As I work on my own boundaries, here’s my advice:

–       When the safety of the public is at risk, get something. Even a quick pic. It just takes a few seconds to send a pic and call the newsroom or text someone on the clock. Things happen so quickly we might be 45 minutes from getting to that fire, which will be out when we get there.

–       When it’s a good story, but not time-sensitive, I just put down a note in my phone and flag it to update when I am “on the clock” or in the office.

–       If you are at an event and you feel something is worth recording, maybe it’s a band, or a cool demo, or a large group of people when there shouldn’t be a large group of people (#ThanksCOVID), why not send it to the newsroom? We always need new content, and you might be on the receiving end of generosity. You don’t have to go out of your way on personal time to write a package, but if you are recording it anyway why not share?

–       You can also ask someone near you to send the content. “Hey! This is a fun event, I see you’ve been recording a lot! Can you send that to newsroom@newsroom.com? We love to see viewer content and we’ll give you full credit.”

–       Earbuds. Beats buds. Podcasts. If you plug something in your ears you can’t hear something that you might feel puts you “on the clock”.

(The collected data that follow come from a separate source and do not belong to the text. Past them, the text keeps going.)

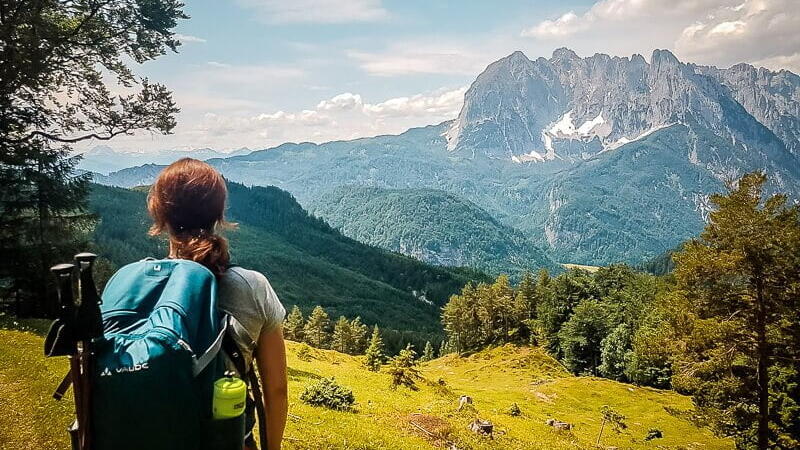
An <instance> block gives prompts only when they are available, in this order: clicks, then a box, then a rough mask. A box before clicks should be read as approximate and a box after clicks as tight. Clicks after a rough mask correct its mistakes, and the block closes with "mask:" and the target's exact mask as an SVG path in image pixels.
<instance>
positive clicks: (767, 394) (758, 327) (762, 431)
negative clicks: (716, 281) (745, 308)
mask: <svg viewBox="0 0 800 450" xmlns="http://www.w3.org/2000/svg"><path fill="white" fill-rule="evenodd" d="M762 284H763V283H762V281H761V279H758V280H757V281H756V301H757V302H758V309H757V317H756V343H757V348H756V351H757V353H758V448H759V449H760V450H765V449H767V448H769V373H768V372H767V370H768V368H767V363H768V358H769V347H768V346H767V307H766V305H765V304H764V292H763V286H762Z"/></svg>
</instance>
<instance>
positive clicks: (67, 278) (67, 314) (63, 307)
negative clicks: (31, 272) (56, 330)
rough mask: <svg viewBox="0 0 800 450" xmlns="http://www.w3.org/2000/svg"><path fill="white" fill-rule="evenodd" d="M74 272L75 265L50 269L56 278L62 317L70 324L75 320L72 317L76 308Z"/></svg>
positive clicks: (58, 267)
mask: <svg viewBox="0 0 800 450" xmlns="http://www.w3.org/2000/svg"><path fill="white" fill-rule="evenodd" d="M74 270H75V265H74V264H57V265H55V266H53V267H51V268H50V271H51V272H53V274H54V275H55V276H56V287H57V289H58V302H59V304H60V306H61V310H60V311H61V312H60V314H61V317H62V319H64V320H66V321H69V322H72V320H74V317H72V316H71V315H72V312H73V310H74V308H75V300H74V298H73V296H72V272H73V271H74Z"/></svg>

Recently I was on another “free time” fun event that I call – raging at Target. There was a portable bathroom outside. The inside bathrooms were closed. A little odd. “But it’s probably a water break, focus on Target and all the things you didn’t know you needed”, I said to myself.

The next Target run, same bathrooms. And the next. And the next. I reminded myself to ask at checkout why the bathrooms were closed for so long, but in a Target-induced high with my new unicorn head photo and toilet paper, I forget.

Fast forward another week and in an editorial meeting someone said, “There was an attack at a bathroom at Target in Grand Island”

I said, “OH! That reminds me! Super Target has portable bathrooms outside.”

“Really?”, someone said. “I was just there and didn’t notice them.”

I thought maybe they were gone. How silly of me to bring up a water leak as a story idea.

“Interesting”, said the Assistant News Director. “These attacks happened at an external bathroom too.” Only thing was, that Target was miles away from MY Target.

But it bugged me because I knew they were there. So, I went to Super Target (hard task, eh?) and saw the bathrooms. They were only by one door, so my colleague must’ve gone in the other door.

I walked in determined to get to the bottom of that and got distracted in the beauty section (DAMN YOU TARGET!), but when I checked out with my new mascara and Epsom salts, I asked the checkout lady (FINALLY!).

She told me they were re-doing the bathrooms to make them more high-tech, less touch, and more COVID friendly. It was a pretty big project, she said. Before I could think “Great, Target is making the bathrooms more Target-y and now I’m never going to leave this place”, I tweeted at Target to see if this was a companywide thing. If Target was adding showers, I was going to move in with my dog.

It’s no Watergate Scandal, but it was a good little nugget of news.

Now, where in that was I actually “on the clock” or “working”? I was going somewhere I wanted to go, and “bumped” into something.

You will find your own balance for items like this. There is no good answer. I’ve worn myself down too often by being like this, but I’ve also broken some good stories doing this and felt a sense of purpose.

Know your own boundaries, but also don’t let a good story go by. Keep the radar on, but maybe lower the volume on your personal scanner.